Psychology lecturer Dr. Benjamin Cheung was in the middle of a midterm prep session when one of his students notified him that starting Monday, March 16, 2020, classes would be online due to the spreading COVID-19 pandemic.
The midterm for Cheung’s class was scheduled for Monday, March 16, 2020.
“I almost felt weak in my knees … It was funny because my students could see how immediately stressed out I was.”
Cheung recalled a student coming up to his desk after class and giving him a post-it note that said “Don’t give up.”
A year later, students and faculty are struggling not to.
COVID-19 has changed the way UBC has functioned, and professors and students have adapted. But by adapting, new pressures mounted and some priorities simply slipped through the cracks.
For a year, students and faculty have largely been expected to carry on as if a pandemic wasn’t happening.
In the AMS’s COVID-19 Impacts on UBC Students survey, the majority of students said that COVID-19 caused an overall negative impact on their mental health — with 40.7 per cent agreeing and 25 per cent strongly agreeing.
Minji Seo, a second-year science student, said her mental health has suffered due to the COVID-19 pandemic.
Seo said when she reached out to the UBC Student Assistance Program, she was referred to a program that she was not eligible for. After that, she was given a list of therapists in her area, with no other instruction.
“I've always heard of students being frustrated with the lack of mental health support [at UBC], but I never realized that and it didn't hit me until I was actually the one seeking for it.”
Due to the lack of mental health support, faculty have become a resource for students to reach out to. But faculty members like Cheung found it difficult to be that resource for students.
“Many of [my students] were experiencing a lot of mental health issues because of the lockdown and because of anti-Asian racism … I sort of ended up becoming like an unofficial mental health support for a lot of students, and that that has its own emotional toll,” Cheung said.
Dr. Charles Menzies, an anthropology professor, said that he wants to stay away from the “course and a half phenomenon” — referring to instructors who made their classes more difficult now that they’re teaching online.
“[Students] are going to be feeling the same kind of emotional issues that I’m feeling, but I have a responsibility … to try to reach them and bring them into this learning space,” Menzies said.
A new form of student engagement
Student societies and faculty have worked to keep students engaged and involved, even through a screen.
Angelina Ge, the current associate VP administration for the Science Undergraduate Society (SUS), spoke on how SUS is working to enhance the student experience, especially in the midst of a pandemic.
“We really try our best to accommodate for students and to make the experience as similar as possible to what it would be like in person, but obviously this is something that is really difficult to do.”
Ge talked about Zoom fatigue and how the online format of events has not only contributed to fatigue, but also leave students overwhelmed by a surplus of online events and uninterested in attending.
Cheung has connected with students through Discord and Twitch streaming.
“I think a big part of this is creating community. I have found it so enjoyable to be in the same Discord servers as my students and to create such a community where people are chatting with each other.”

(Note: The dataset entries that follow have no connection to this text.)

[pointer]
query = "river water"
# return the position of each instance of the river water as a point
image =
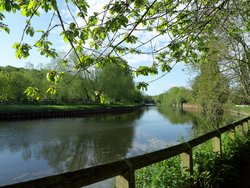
(37, 148)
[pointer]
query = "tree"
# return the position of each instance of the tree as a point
(210, 89)
(115, 83)
(116, 30)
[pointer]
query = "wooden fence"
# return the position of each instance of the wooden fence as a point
(124, 170)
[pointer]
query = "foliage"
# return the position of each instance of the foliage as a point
(163, 174)
(210, 87)
(19, 85)
(209, 169)
(115, 30)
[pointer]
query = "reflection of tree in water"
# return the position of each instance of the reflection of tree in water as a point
(201, 124)
(210, 122)
(176, 116)
(80, 142)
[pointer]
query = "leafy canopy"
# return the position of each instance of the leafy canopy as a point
(120, 29)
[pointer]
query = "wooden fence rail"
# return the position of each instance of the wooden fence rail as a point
(124, 170)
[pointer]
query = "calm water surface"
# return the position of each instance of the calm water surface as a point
(37, 148)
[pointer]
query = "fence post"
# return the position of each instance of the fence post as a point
(245, 128)
(216, 142)
(232, 134)
(126, 180)
(239, 129)
(186, 159)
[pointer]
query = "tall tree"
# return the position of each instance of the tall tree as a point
(115, 31)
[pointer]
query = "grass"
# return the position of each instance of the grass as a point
(43, 107)
(210, 170)
(242, 109)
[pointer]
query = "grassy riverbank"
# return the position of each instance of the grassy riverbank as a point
(244, 109)
(62, 107)
(210, 170)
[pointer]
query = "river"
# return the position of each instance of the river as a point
(36, 148)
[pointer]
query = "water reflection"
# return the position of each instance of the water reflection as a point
(31, 149)
(45, 147)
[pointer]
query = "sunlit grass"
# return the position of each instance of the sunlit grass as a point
(43, 107)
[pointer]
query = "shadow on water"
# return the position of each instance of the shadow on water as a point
(61, 145)
(201, 124)
(37, 148)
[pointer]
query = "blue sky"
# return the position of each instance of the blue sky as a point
(179, 76)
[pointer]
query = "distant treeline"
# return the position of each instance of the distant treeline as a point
(109, 84)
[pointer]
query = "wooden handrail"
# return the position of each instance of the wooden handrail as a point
(124, 167)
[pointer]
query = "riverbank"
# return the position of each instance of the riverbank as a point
(23, 112)
(237, 109)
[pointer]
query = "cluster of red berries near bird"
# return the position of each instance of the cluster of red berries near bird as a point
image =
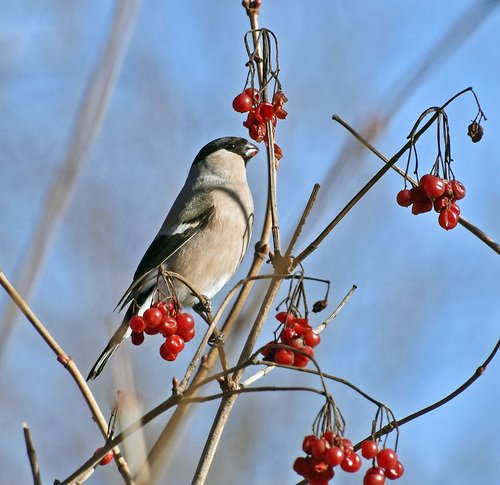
(297, 333)
(259, 113)
(435, 192)
(164, 319)
(325, 453)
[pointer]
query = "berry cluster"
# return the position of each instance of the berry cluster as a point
(296, 333)
(260, 113)
(438, 193)
(165, 319)
(330, 450)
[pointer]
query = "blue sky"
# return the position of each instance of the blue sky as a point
(426, 312)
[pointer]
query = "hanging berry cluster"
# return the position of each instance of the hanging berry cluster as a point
(166, 319)
(439, 189)
(295, 331)
(262, 114)
(326, 450)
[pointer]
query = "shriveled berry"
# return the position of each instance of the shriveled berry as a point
(284, 357)
(168, 326)
(137, 323)
(285, 318)
(404, 198)
(107, 458)
(152, 317)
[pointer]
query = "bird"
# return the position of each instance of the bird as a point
(203, 238)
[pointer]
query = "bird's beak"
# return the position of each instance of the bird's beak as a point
(249, 151)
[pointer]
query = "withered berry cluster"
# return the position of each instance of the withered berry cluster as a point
(438, 193)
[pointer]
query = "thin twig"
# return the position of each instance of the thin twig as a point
(464, 222)
(477, 374)
(173, 401)
(69, 364)
(263, 372)
(92, 111)
(35, 469)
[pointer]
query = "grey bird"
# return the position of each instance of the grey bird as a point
(204, 237)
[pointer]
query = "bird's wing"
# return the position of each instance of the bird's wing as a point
(162, 248)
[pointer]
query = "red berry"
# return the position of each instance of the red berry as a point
(432, 185)
(404, 198)
(319, 465)
(387, 458)
(279, 98)
(421, 206)
(344, 443)
(174, 344)
(374, 476)
(187, 335)
(184, 322)
(137, 323)
(334, 456)
(351, 462)
(253, 93)
(264, 112)
(454, 207)
(369, 449)
(395, 472)
(301, 465)
(242, 103)
(284, 357)
(152, 317)
(166, 354)
(448, 219)
(168, 326)
(151, 331)
(458, 189)
(285, 317)
(107, 458)
(137, 338)
(312, 338)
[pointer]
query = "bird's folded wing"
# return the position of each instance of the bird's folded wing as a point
(162, 248)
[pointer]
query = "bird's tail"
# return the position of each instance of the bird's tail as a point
(110, 349)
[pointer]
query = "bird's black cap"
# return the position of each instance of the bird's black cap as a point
(230, 143)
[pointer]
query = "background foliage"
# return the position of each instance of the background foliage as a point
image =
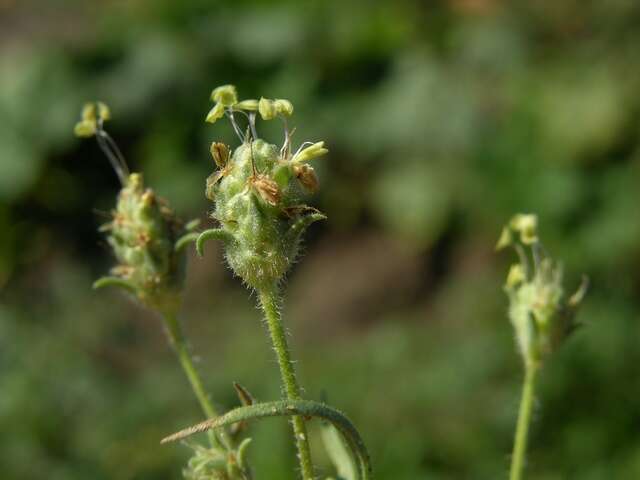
(443, 118)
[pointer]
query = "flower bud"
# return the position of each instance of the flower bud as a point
(225, 95)
(143, 234)
(309, 153)
(541, 315)
(249, 105)
(85, 128)
(103, 111)
(307, 177)
(220, 154)
(216, 113)
(267, 109)
(91, 113)
(283, 107)
(257, 204)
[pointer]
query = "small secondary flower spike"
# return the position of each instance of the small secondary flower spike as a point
(540, 314)
(147, 240)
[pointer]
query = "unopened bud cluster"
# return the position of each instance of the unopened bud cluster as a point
(142, 234)
(257, 192)
(541, 315)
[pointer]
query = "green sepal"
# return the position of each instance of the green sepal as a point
(185, 240)
(115, 282)
(213, 233)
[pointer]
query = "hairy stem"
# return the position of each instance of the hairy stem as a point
(524, 420)
(269, 298)
(179, 343)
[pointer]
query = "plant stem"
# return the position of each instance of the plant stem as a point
(524, 419)
(269, 298)
(179, 343)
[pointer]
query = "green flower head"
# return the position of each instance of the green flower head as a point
(539, 311)
(258, 193)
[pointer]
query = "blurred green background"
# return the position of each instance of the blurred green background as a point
(443, 119)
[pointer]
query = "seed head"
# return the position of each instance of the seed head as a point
(539, 312)
(257, 200)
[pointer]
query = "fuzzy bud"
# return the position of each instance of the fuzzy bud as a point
(215, 114)
(309, 153)
(92, 112)
(226, 95)
(257, 200)
(143, 234)
(220, 154)
(283, 107)
(267, 189)
(541, 315)
(267, 109)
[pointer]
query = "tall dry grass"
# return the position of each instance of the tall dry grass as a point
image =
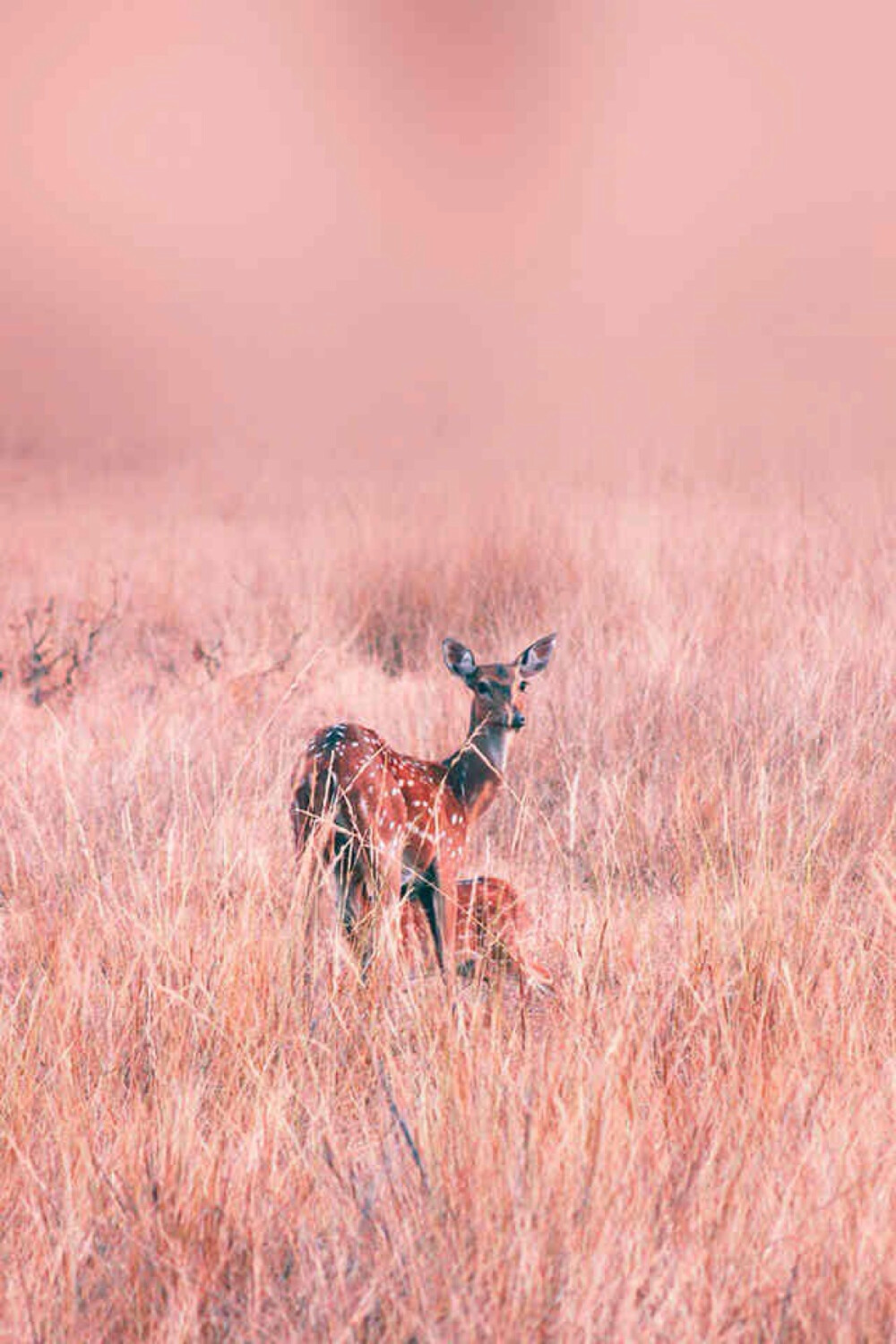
(209, 1129)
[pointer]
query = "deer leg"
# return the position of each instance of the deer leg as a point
(425, 889)
(440, 906)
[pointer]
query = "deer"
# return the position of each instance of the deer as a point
(395, 828)
(492, 927)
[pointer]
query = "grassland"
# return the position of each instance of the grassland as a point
(209, 1131)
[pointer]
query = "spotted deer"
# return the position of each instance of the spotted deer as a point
(395, 827)
(493, 927)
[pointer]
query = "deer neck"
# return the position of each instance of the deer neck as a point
(476, 771)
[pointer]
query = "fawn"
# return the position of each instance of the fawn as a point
(395, 827)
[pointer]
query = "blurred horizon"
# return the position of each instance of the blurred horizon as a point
(468, 233)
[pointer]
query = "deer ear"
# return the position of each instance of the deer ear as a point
(536, 658)
(458, 659)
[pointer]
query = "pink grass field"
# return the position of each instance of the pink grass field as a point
(211, 1131)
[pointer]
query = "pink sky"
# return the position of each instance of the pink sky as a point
(466, 228)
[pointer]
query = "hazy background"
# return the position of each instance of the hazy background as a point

Cheung spoke fondly about holding a Discord stream while cooking dinner.
“It was nice to be able to connect with students in that way and I think that's something that I want to be able to carry over once we come out on the other end of this tunnel.”
Graduate students ‘slipping through the cracks’
Much of the focus on student supports during the COVID-19 pandemic has been on undergraduate students, but Dr. Izabella Laba, a professor of mathematics, said that has left graduate students “slipping through the cracks.”
“These students are the people who are probably losing the most right now,” Laba said.
68.6 per cent of respondents to the AMS’s COVID-19 survey, both gradate and undergraduate students, agreed that UBC did not provide enough financial aid to students, to alleviate the stress caused by COVID-19.
Ashni Gill, a master of arts student and the VP external-elect of the Graduate Student Society said that “it’s a yes and no situation when it comes to being supported [as graduate students].”
Gill said that though graduate students are provided with the same mental health support that undergraduate students receive, they are not supported by the BC government the same way undergraduates are.
The BC Access Grant, implemented in August 2020 is available to students in an undergraduate degree, diploma and certificate programs based on financial need — but excludes graduate students.
Currently, the Graduate Student Societies of British Columbia are calling on the BC government to extend the BC Access Grant to include graduate students and for the BC Graduate Scholarship to become permanent.
Looking back on March 2020, faculty and students spoke of shock and chaos.
Dr. Juliet O’Brien, a lecturer in the department of French, Hispanic & Italian Studies, said that she and many of her colleagues worked thirty hours that weekend before classes went online and the weekends after the transition.
Seo remembered her experience as a then first-year student moving out of Orchard Commons.
“I didn’t think it would hit on this random day in March, but it did,” said Seo.
As the pandemic progressed and the weeks at home turned to months, Cheung kept the post-it note.
“I had it stuck onto my laptop for a little while, just because it was a reminder for me to just keep on. Just keep on working until this is over,” Cheung said.
This article has been updated to clarify the meaning Dr. Charles Menzies’s “class and a half phenomenon.”